2.4 As narrativas (auto)biográficas

Nos últimos 30 anos, tem crescido o número de pesquisadores que direcionam seus estudos para o método (auto)biográfico, ou das histórias de vida, como instrumento de investigação e de formação. Os defensores da abordagem (auto)biográfica – Pineau e Le Grand (1996), Dominicé (1988a, 1988b, 1988c, 2000), Nóvoa (1988, 1992, 1995a, 1995b, 1997), Josso (1988, 2004, 2006a, 2006b), Passeggi (2000, 2001, 2003b, 2003c, 2003d, 2003f, 2006a, 2006b, 2007), Souza (2006), Rego (2003), entre outros – consideram que contar a história de vida permite ao adulto refletir sobre o seu próprio processo de formação assim como “tomar consciência das estratégias, dos espaços e dos momentos que para ele foram formadores ao longo da sua vida” (NÓVOA; FINGER, 1988, p. 11).

A história de vida começou a ser utilizada no início do século XX, pelos sociólogos da Escola de Chicago, como um método de observação participante junto a populações imigrantes. Largamente difundido nos anos 1920 e 1930, o método biográfico, após esse período, entrou bruscamente em declínio, em função das abordagens quantitativas. Mas posteriormente a metodologia das histórias de vida inicia um processo de revitalização. Além de sua utilização na pesquisa, ela começa a se desenvolver no “campo da educação, recuperando, assim, a sua dimensão de instrumento de ação social, mas, desta vez em alfabetização, em educação popular, em formação profissional contínua, em formação de formadores [...]” (JOSSO, 2006b, p. 22).

As discussões em torno do uso das histórias de vida no campo da formação de adultos surgem na década de 1970, principalmente na literatura, nas ciências sociais e nas práticas de formação, num contexto de transformações econômicas e sociais que determinaram mudanças de atitude na vida cotidiana das sociedades ocidentais: “o indivíduo busca achar seu lugar na história coletiva e se volta sobre si para definir suas próprias marcas e fazer sua própria história” (DELORY-MOMBERGER, 2000, p. 242).
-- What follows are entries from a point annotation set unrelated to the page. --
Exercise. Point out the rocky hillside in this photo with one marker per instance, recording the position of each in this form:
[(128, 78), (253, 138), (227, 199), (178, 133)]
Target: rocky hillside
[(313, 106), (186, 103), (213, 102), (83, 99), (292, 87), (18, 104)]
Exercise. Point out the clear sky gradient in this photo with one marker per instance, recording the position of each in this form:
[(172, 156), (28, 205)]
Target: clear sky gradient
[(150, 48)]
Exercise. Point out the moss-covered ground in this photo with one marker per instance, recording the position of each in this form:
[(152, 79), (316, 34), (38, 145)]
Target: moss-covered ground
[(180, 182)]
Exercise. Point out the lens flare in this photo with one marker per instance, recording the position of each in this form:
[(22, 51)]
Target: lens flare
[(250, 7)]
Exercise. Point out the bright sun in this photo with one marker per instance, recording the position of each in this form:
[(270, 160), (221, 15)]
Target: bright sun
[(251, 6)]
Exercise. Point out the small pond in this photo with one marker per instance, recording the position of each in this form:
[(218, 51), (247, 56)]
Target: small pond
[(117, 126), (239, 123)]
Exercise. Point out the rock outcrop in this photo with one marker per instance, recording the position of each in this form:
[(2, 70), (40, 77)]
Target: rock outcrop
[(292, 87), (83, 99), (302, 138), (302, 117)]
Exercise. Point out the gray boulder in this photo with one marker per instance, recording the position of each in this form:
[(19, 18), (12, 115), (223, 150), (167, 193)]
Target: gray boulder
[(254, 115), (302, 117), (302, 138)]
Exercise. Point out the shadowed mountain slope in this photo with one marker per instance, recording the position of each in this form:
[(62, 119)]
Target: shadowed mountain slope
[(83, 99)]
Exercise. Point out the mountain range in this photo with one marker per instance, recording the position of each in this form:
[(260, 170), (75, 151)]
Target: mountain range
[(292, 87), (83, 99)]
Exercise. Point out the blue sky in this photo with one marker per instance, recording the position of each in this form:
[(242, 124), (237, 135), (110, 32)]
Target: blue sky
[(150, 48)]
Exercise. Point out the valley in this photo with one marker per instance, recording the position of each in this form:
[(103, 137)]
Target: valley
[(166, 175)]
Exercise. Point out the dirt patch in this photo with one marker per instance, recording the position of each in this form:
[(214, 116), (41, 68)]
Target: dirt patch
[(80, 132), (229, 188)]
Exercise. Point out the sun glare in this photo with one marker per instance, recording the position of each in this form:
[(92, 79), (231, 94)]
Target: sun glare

Foi Gaston Pineau o pioneiro nas pesquisas das histórias de vida na formação de adultos. Com uma visão sociológica, o autor considera as histórias de vida como um método de investigação-ação que estimula a autoformação do adulto, na medida em que, ao explicitar a trajetória de vida, ele é necessariamente

conduzido a uma tomada de consciência desse percurso (PINEAU, 1988). Pineau propôs, então, que fosse “reconhecido e analisado o poder transformador da história de vida e examinadas as condições nas quais ela pode entrar no processo de formação” (DELORY-MOMBERGER, 2000, p. 241).

O método (auto)biográfico repousa, assim, no reconhecimento tanto dos saberes formais externos aos sujeitos quanto dos saberes subjetivos e não- formalizados que as pessoas transportam consigo, os quais são tecidos nas suas experiências de vida, em diferentes contextos socioculturais (DELORY- MOMBERGER, 2000).

A incorporação desses saberes no processo de formação do adulto possibilita uma aproximação entre o educando e o seu processo de formação, contribuindo para a construção de sua autonomia como ator de sua autoformação. A tomada de consciência permite que ele encontre, na sua própria trajetória de vida, os aspectos que considera significativos à sua formação.

Em seus estudos sobre a autonomia do método biográfico, Ferrarotti (1988, p. 20) evoca os debates que demarcaram a consolidação desse método no campo das ciências sociais. Como instrumento sociológico, a biografia busca a “mediação do acto à estrutura, de uma história individual à história social”, resultando na construção de um modelo de relações e na possibilidade de uma teoria não-formal, histórica e concreta, de ação social. Nesse sentido, é possível conceber o social partindo-se de uma práxis individual e considerar que toda pessoa é a reapropriação singular do universo social e histórico que a rodeia.

A narrativa (auto)biográfica não se resume apenas à descrição de acontecimentos, mas constitui uma ação social por meio da qual o indivíduo retotaliza de forma sintética a sua trajetória de vida e a sua interação com o social. Ou seja, ele “narra uma interacção presente por intermédio de uma vida” (FERRAROTTI, 1988, p. 27).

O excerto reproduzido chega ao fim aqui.